Focus on the storage
We already finished with the SQL tuning part, where the resource gain was in the order of 100k USD (projected onto a 1 year operation) within a 2-3 weeks project.
There is another really good opportunity to increase our achievements in savings in the same order of magnitude: the data storage.
Why do we discuss it as performance optimization?
You will be convinced later.
Teradata DBs store huge amounts of data, sometimes Petabytes. The efficiency of storing and processing this incredible volume of data seriously affects the Data Warehouse costs. Fortunately Teradata includes marvelous features for optimizing this area either.
This post will show a project, gained 16% on storage space, in turn manual compression was already applied.
Beliefs regarding compression
There are a lot of fears regarding compression, coming from the old days.
“Compression is slow“, “Compression is unsafe“, “We use compression only for the archives“.
These beliefs have some basis, but it is time to re-assess them.
The biggest fear of the compression is speed. Why do we discuss a method regarding performance, which slows things down?
Because compression not only slows down. Some things speed up, even though it is hard to belive. Anyway, a lot of new, effective compression algorithms and codecs has been developed so it is time to consider compression in the production stack
- Speed II
The speed of compression and decompression is not equal, the second typically less costly.

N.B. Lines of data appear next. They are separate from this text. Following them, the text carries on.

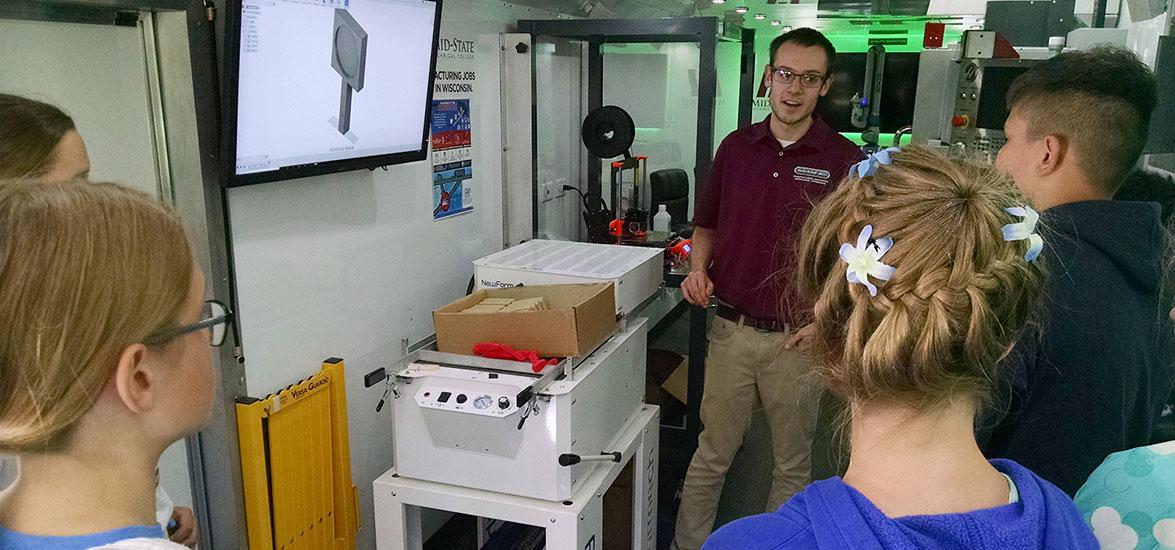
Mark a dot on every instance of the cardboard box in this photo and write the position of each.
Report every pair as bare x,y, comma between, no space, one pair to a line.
579,319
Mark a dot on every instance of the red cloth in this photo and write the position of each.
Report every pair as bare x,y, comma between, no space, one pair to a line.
496,350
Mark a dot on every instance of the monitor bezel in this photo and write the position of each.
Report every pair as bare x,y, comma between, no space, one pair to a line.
230,96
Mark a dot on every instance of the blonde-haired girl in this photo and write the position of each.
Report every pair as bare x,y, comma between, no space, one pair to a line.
105,360
922,275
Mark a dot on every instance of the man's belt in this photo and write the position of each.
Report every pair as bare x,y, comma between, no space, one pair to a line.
764,324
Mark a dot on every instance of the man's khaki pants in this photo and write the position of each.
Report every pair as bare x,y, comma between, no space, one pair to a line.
746,369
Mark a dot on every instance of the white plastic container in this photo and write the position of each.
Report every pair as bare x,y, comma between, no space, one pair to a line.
636,270
662,220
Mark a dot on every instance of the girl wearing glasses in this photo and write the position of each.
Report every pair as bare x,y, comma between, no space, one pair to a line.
105,361
40,141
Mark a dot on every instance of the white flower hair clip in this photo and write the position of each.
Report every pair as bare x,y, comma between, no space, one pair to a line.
865,259
1025,229
868,166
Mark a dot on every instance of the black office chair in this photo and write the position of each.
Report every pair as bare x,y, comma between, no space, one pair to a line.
671,187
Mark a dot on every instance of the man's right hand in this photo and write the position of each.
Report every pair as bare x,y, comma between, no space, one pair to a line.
697,288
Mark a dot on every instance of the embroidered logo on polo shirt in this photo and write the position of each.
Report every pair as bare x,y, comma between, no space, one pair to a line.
812,175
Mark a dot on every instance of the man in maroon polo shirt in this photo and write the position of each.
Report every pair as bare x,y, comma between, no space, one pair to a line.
763,185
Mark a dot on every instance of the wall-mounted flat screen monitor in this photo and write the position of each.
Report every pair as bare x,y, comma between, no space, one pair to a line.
899,86
322,86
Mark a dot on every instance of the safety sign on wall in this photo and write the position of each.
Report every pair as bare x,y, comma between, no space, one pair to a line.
452,159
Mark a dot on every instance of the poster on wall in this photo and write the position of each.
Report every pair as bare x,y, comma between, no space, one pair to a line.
452,159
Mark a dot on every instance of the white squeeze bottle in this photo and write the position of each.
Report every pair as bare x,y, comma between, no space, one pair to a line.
662,220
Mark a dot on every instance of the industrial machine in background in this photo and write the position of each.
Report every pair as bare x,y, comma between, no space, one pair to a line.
961,92
609,132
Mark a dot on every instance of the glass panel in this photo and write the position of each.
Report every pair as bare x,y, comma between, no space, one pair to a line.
561,159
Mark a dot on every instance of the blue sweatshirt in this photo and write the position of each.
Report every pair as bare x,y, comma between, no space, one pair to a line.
832,515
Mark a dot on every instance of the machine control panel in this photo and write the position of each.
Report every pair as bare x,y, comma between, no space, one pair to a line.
470,402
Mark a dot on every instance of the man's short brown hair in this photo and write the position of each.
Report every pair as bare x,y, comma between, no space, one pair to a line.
1098,101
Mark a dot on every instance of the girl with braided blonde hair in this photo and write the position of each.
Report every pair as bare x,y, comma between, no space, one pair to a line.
921,272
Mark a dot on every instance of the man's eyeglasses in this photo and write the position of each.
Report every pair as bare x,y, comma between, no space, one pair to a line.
785,75
215,316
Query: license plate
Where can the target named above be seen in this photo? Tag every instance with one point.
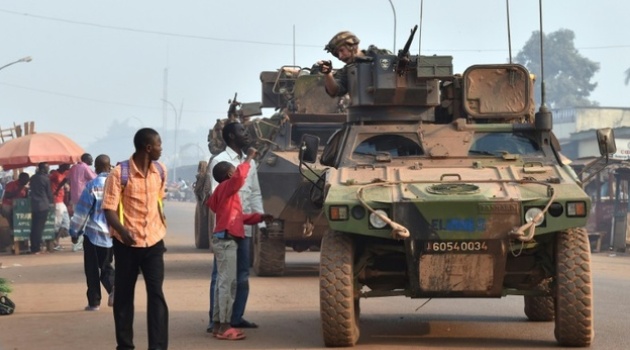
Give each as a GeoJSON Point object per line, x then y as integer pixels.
{"type": "Point", "coordinates": [455, 246]}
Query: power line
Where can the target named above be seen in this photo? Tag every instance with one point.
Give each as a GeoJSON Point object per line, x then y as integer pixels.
{"type": "Point", "coordinates": [154, 32]}
{"type": "Point", "coordinates": [202, 37]}
{"type": "Point", "coordinates": [97, 100]}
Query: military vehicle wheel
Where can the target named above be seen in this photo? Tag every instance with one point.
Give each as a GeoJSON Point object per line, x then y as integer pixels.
{"type": "Point", "coordinates": [269, 255]}
{"type": "Point", "coordinates": [574, 289]}
{"type": "Point", "coordinates": [540, 309]}
{"type": "Point", "coordinates": [337, 303]}
{"type": "Point", "coordinates": [202, 240]}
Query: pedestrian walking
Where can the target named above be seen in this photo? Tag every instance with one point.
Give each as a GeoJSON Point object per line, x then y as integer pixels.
{"type": "Point", "coordinates": [132, 201]}
{"type": "Point", "coordinates": [89, 221]}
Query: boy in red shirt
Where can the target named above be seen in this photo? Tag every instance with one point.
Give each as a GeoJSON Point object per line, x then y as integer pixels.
{"type": "Point", "coordinates": [226, 204]}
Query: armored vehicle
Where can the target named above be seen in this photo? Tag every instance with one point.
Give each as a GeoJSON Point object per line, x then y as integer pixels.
{"type": "Point", "coordinates": [302, 107]}
{"type": "Point", "coordinates": [449, 186]}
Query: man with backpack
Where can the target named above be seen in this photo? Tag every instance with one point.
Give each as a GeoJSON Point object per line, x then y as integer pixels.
{"type": "Point", "coordinates": [132, 201]}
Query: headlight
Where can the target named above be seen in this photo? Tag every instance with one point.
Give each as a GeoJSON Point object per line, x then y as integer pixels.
{"type": "Point", "coordinates": [338, 213]}
{"type": "Point", "coordinates": [376, 221]}
{"type": "Point", "coordinates": [576, 209]}
{"type": "Point", "coordinates": [531, 213]}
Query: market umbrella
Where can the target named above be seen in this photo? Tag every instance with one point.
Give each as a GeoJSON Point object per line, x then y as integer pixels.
{"type": "Point", "coordinates": [32, 149]}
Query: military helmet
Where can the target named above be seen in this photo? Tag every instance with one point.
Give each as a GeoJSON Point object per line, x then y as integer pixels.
{"type": "Point", "coordinates": [341, 38]}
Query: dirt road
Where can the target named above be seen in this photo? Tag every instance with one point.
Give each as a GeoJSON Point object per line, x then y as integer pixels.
{"type": "Point", "coordinates": [49, 291]}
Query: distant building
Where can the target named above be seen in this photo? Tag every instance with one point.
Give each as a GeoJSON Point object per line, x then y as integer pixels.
{"type": "Point", "coordinates": [575, 129]}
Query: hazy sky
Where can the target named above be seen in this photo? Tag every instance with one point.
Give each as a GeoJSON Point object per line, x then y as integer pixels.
{"type": "Point", "coordinates": [95, 62]}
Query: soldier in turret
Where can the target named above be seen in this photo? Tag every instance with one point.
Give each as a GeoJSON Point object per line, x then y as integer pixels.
{"type": "Point", "coordinates": [345, 47]}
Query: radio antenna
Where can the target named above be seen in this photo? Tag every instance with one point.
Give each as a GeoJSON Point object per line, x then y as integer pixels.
{"type": "Point", "coordinates": [542, 60]}
{"type": "Point", "coordinates": [420, 31]}
{"type": "Point", "coordinates": [507, 7]}
{"type": "Point", "coordinates": [544, 119]}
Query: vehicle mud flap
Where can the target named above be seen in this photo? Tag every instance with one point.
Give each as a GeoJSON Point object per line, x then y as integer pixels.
{"type": "Point", "coordinates": [574, 289]}
{"type": "Point", "coordinates": [337, 300]}
{"type": "Point", "coordinates": [269, 254]}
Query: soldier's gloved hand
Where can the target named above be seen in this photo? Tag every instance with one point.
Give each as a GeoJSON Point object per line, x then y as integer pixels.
{"type": "Point", "coordinates": [325, 67]}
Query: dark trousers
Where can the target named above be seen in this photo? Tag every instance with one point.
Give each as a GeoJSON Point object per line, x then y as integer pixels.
{"type": "Point", "coordinates": [129, 261]}
{"type": "Point", "coordinates": [38, 221]}
{"type": "Point", "coordinates": [97, 264]}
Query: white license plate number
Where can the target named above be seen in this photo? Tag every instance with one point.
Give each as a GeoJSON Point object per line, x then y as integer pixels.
{"type": "Point", "coordinates": [455, 246]}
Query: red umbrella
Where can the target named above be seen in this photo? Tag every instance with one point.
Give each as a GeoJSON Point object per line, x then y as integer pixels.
{"type": "Point", "coordinates": [32, 149]}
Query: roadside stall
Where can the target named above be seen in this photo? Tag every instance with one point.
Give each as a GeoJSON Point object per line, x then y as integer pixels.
{"type": "Point", "coordinates": [27, 151]}
{"type": "Point", "coordinates": [22, 225]}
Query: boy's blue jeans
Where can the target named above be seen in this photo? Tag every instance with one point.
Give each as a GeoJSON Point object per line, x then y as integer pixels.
{"type": "Point", "coordinates": [242, 282]}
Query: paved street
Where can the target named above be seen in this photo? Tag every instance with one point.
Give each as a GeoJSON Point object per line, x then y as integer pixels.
{"type": "Point", "coordinates": [49, 291]}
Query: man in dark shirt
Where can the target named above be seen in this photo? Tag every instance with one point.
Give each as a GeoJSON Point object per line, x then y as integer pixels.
{"type": "Point", "coordinates": [41, 204]}
{"type": "Point", "coordinates": [15, 189]}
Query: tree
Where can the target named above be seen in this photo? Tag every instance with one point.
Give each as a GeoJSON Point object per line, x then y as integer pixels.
{"type": "Point", "coordinates": [568, 74]}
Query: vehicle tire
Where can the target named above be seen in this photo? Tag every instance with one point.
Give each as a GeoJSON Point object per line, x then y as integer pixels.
{"type": "Point", "coordinates": [202, 240]}
{"type": "Point", "coordinates": [540, 309]}
{"type": "Point", "coordinates": [339, 308]}
{"type": "Point", "coordinates": [269, 255]}
{"type": "Point", "coordinates": [574, 289]}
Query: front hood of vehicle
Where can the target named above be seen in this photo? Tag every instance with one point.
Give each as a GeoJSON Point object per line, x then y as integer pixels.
{"type": "Point", "coordinates": [462, 201]}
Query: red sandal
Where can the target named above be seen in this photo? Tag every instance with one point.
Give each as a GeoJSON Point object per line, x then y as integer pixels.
{"type": "Point", "coordinates": [231, 334]}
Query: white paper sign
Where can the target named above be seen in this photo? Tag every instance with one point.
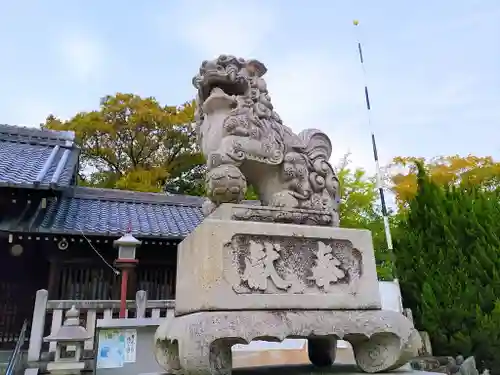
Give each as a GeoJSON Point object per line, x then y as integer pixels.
{"type": "Point", "coordinates": [111, 350]}
{"type": "Point", "coordinates": [130, 345]}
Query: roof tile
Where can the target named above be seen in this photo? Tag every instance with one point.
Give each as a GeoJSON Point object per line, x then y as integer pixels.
{"type": "Point", "coordinates": [30, 157]}
{"type": "Point", "coordinates": [146, 214]}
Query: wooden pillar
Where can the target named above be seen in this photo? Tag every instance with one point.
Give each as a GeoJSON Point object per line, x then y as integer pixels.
{"type": "Point", "coordinates": [132, 283]}
{"type": "Point", "coordinates": [54, 278]}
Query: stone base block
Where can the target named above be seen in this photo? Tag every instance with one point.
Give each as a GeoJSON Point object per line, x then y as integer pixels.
{"type": "Point", "coordinates": [201, 343]}
{"type": "Point", "coordinates": [233, 262]}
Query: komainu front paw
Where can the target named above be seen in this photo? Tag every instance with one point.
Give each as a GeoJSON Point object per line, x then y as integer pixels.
{"type": "Point", "coordinates": [226, 184]}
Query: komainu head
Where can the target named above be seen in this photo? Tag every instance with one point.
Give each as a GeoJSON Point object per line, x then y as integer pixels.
{"type": "Point", "coordinates": [245, 142]}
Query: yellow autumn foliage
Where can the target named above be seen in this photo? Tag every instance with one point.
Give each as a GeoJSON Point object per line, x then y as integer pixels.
{"type": "Point", "coordinates": [445, 170]}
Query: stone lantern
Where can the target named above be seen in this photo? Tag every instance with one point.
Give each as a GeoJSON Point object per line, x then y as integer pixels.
{"type": "Point", "coordinates": [71, 334]}
{"type": "Point", "coordinates": [126, 262]}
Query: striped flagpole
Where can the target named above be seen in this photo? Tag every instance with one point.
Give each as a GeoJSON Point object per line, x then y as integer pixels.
{"type": "Point", "coordinates": [380, 187]}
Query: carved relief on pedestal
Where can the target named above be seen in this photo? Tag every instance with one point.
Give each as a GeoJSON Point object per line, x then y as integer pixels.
{"type": "Point", "coordinates": [293, 265]}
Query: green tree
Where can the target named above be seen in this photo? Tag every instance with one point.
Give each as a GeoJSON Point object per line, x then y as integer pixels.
{"type": "Point", "coordinates": [135, 143]}
{"type": "Point", "coordinates": [359, 208]}
{"type": "Point", "coordinates": [444, 170]}
{"type": "Point", "coordinates": [448, 259]}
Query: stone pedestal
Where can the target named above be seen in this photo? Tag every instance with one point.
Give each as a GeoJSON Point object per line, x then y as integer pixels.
{"type": "Point", "coordinates": [258, 273]}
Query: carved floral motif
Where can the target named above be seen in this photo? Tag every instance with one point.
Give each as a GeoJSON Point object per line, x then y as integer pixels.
{"type": "Point", "coordinates": [293, 265]}
{"type": "Point", "coordinates": [326, 270]}
{"type": "Point", "coordinates": [259, 266]}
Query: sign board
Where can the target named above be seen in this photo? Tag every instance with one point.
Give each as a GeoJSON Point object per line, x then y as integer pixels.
{"type": "Point", "coordinates": [116, 347]}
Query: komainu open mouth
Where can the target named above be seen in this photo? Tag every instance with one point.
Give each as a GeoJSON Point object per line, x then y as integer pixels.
{"type": "Point", "coordinates": [229, 88]}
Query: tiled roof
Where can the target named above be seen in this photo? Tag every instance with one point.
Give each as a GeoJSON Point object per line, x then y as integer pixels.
{"type": "Point", "coordinates": [35, 158]}
{"type": "Point", "coordinates": [94, 211]}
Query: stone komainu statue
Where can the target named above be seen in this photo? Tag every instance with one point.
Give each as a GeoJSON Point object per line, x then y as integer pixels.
{"type": "Point", "coordinates": [245, 142]}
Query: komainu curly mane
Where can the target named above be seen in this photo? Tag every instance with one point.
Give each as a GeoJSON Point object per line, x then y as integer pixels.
{"type": "Point", "coordinates": [244, 140]}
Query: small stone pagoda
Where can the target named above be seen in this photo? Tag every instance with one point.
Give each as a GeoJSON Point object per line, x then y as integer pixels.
{"type": "Point", "coordinates": [280, 270]}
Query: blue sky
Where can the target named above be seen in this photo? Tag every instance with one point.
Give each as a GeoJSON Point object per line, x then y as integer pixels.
{"type": "Point", "coordinates": [433, 66]}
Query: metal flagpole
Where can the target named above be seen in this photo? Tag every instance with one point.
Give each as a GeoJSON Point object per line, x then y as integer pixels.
{"type": "Point", "coordinates": [380, 187]}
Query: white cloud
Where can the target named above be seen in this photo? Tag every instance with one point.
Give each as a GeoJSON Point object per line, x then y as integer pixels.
{"type": "Point", "coordinates": [83, 55]}
{"type": "Point", "coordinates": [27, 112]}
{"type": "Point", "coordinates": [215, 27]}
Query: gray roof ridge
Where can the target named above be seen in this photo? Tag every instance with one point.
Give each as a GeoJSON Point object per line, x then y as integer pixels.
{"type": "Point", "coordinates": [36, 134]}
{"type": "Point", "coordinates": [129, 196]}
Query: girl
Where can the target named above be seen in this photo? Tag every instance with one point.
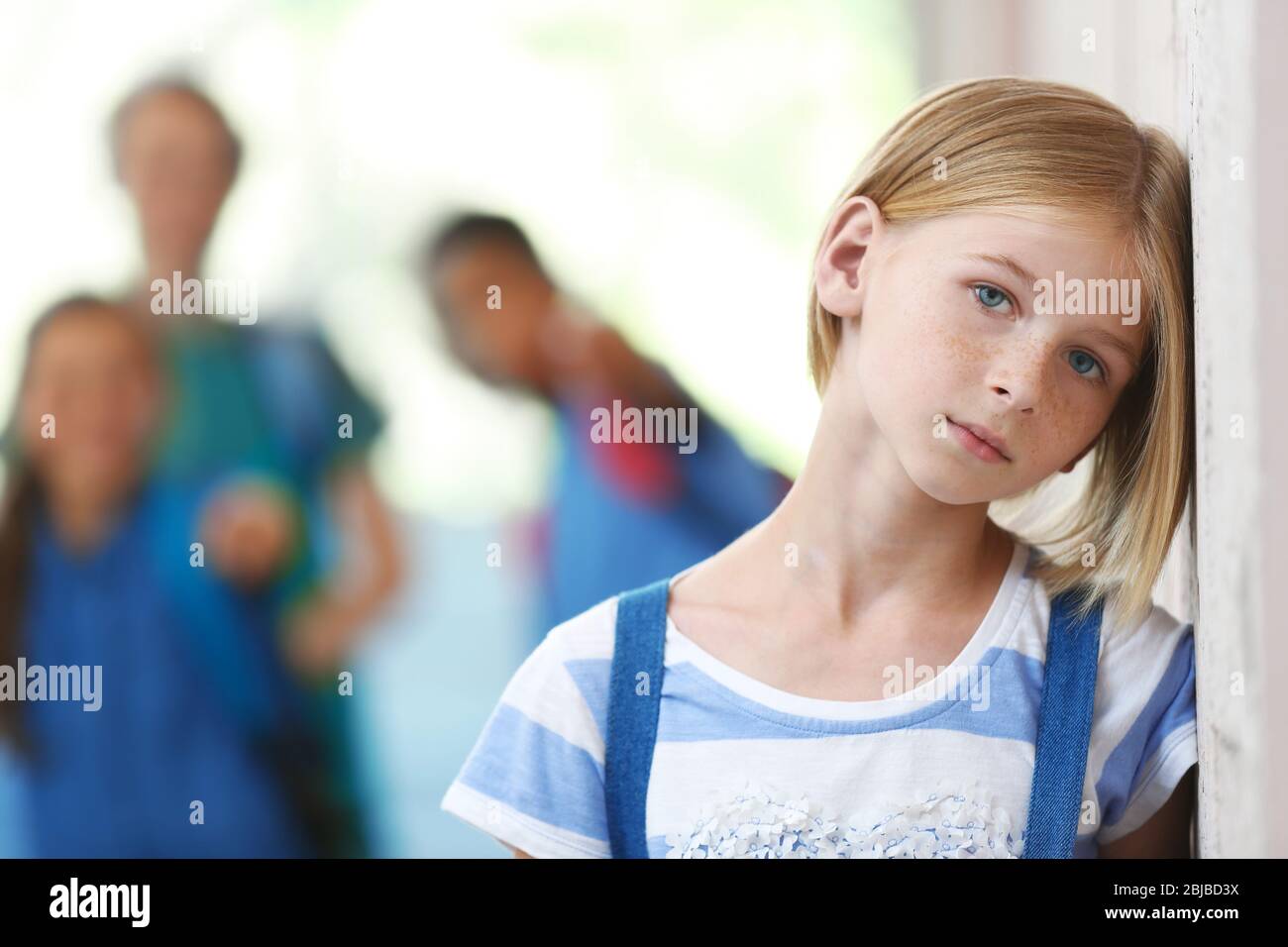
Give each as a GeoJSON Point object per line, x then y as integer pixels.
{"type": "Point", "coordinates": [194, 749]}
{"type": "Point", "coordinates": [864, 674]}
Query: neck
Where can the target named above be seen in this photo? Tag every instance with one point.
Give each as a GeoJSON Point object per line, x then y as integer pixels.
{"type": "Point", "coordinates": [867, 536]}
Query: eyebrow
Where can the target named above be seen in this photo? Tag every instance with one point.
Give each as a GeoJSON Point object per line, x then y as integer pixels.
{"type": "Point", "coordinates": [1005, 262]}
{"type": "Point", "coordinates": [1020, 272]}
{"type": "Point", "coordinates": [1113, 341]}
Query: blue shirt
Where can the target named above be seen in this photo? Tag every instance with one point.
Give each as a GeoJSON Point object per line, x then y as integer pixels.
{"type": "Point", "coordinates": [121, 781]}
{"type": "Point", "coordinates": [625, 514]}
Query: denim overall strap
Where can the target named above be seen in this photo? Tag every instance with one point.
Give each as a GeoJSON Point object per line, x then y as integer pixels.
{"type": "Point", "coordinates": [634, 698]}
{"type": "Point", "coordinates": [1064, 729]}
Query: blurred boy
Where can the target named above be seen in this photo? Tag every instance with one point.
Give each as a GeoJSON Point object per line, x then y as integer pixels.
{"type": "Point", "coordinates": [622, 510]}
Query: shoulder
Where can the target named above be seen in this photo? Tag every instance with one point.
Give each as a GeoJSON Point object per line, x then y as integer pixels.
{"type": "Point", "coordinates": [1144, 735]}
{"type": "Point", "coordinates": [563, 684]}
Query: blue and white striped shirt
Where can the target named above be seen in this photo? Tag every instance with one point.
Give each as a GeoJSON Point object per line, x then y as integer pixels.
{"type": "Point", "coordinates": [745, 770]}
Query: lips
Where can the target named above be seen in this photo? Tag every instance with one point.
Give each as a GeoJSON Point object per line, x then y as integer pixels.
{"type": "Point", "coordinates": [980, 441]}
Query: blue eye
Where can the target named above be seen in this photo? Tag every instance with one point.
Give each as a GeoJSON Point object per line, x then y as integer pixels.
{"type": "Point", "coordinates": [990, 296]}
{"type": "Point", "coordinates": [1081, 363]}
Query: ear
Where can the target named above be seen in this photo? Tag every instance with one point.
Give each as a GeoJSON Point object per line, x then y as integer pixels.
{"type": "Point", "coordinates": [849, 234]}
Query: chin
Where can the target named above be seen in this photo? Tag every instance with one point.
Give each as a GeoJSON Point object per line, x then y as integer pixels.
{"type": "Point", "coordinates": [948, 482]}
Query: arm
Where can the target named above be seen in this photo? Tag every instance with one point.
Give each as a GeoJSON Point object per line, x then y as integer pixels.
{"type": "Point", "coordinates": [1167, 834]}
{"type": "Point", "coordinates": [327, 625]}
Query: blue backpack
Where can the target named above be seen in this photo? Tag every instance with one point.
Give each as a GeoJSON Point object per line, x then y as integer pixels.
{"type": "Point", "coordinates": [1064, 722]}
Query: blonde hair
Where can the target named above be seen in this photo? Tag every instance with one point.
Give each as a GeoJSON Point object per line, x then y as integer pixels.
{"type": "Point", "coordinates": [1010, 142]}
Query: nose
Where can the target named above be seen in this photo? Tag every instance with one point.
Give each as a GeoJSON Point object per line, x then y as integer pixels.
{"type": "Point", "coordinates": [1019, 375]}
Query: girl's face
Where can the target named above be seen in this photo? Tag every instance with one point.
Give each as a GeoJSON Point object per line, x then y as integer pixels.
{"type": "Point", "coordinates": [89, 405]}
{"type": "Point", "coordinates": [957, 334]}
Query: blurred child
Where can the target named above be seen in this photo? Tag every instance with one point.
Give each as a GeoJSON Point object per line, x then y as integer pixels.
{"type": "Point", "coordinates": [196, 745]}
{"type": "Point", "coordinates": [621, 510]}
{"type": "Point", "coordinates": [261, 397]}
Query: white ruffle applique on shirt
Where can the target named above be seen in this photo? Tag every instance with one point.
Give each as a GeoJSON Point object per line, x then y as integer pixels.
{"type": "Point", "coordinates": [755, 825]}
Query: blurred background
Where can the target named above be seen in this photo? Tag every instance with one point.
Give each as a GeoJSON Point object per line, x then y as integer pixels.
{"type": "Point", "coordinates": [671, 163]}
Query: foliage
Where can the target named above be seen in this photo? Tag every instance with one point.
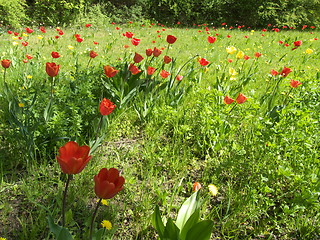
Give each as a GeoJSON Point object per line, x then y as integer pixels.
{"type": "Point", "coordinates": [12, 13]}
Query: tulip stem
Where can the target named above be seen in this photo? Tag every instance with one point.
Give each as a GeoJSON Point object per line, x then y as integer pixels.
{"type": "Point", "coordinates": [64, 199]}
{"type": "Point", "coordinates": [94, 217]}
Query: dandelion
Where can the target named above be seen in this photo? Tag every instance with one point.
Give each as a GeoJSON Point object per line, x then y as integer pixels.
{"type": "Point", "coordinates": [213, 189]}
{"type": "Point", "coordinates": [106, 224]}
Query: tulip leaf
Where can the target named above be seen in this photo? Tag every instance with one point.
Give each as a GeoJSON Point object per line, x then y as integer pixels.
{"type": "Point", "coordinates": [171, 231]}
{"type": "Point", "coordinates": [60, 233]}
{"type": "Point", "coordinates": [187, 209]}
{"type": "Point", "coordinates": [157, 221]}
{"type": "Point", "coordinates": [200, 231]}
{"type": "Point", "coordinates": [193, 219]}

The write and read access frequency significantly differ in a Data Warehouse environment – in favour or reads.
When we access the data the amount of I/O required, depends on the number data blocks the table allocates. If the data is compressed, we have to access far less data blocks with I/O operations. I/O is the most expensive resource in the Data Warehouse.
We do not have to compress everything. There are big and rarely used data elements, the compressed storage of them are very advisable.
We do not have to decompress everything. Teradata is very clever to decompress only the required columns. In addition it will decompress data only at the appropiate stage of execution, until then data is “travelling” compressed, consuming less spool and cache memory.
- Reliablity and comfort
Embedded compression methods will hide all these kind of things from the users. Everything can be handled the same way as before compression: fully transparent. User will not even catch sight of compression exists.
- Types of compression
There is life over the “ZIP”. There are compression methods that require way less resource for encoding and decoding than the “ZIP” style algorithms. They are efficient in special cases, and will achieve less compress rate, but they are the ones we are looking for.
The Teradata compression
Teradata offers 3 types of compression
- BLC – Block Level Compression
This is like a “ZIP” for each data blocks. All the data is compressed on a high rate. The whole data has to be decompressed to reach any data within. Very costly, and requires “compression card” hardware within the Teradata servers for good performance.
Very simple, got to be switched on/off. Can be set on system level or finer grains.
- ALC – ALgorihmic Compression
This is defined on table columns. Several compression algorithms are offered, must be chosen manually. Got to know the data and the algorithms, which are good for which types of data, what are the resource costs.
ALC is useful in special cases (like long URLs), but the usage is not really wide-spread
MVC – Multi Value Compression
MVC is the magic in Teradata, regarding the efficient storage and processing. It is a “frequent value” type simple compression. You specify those values which occurence is stored on max 8 bits (1byte), regardless of the length of the field value. Tereadata will solve the internals – the encoding and decoding – the usage is full transparent. SQLs are not affected, and query execution plans do not change!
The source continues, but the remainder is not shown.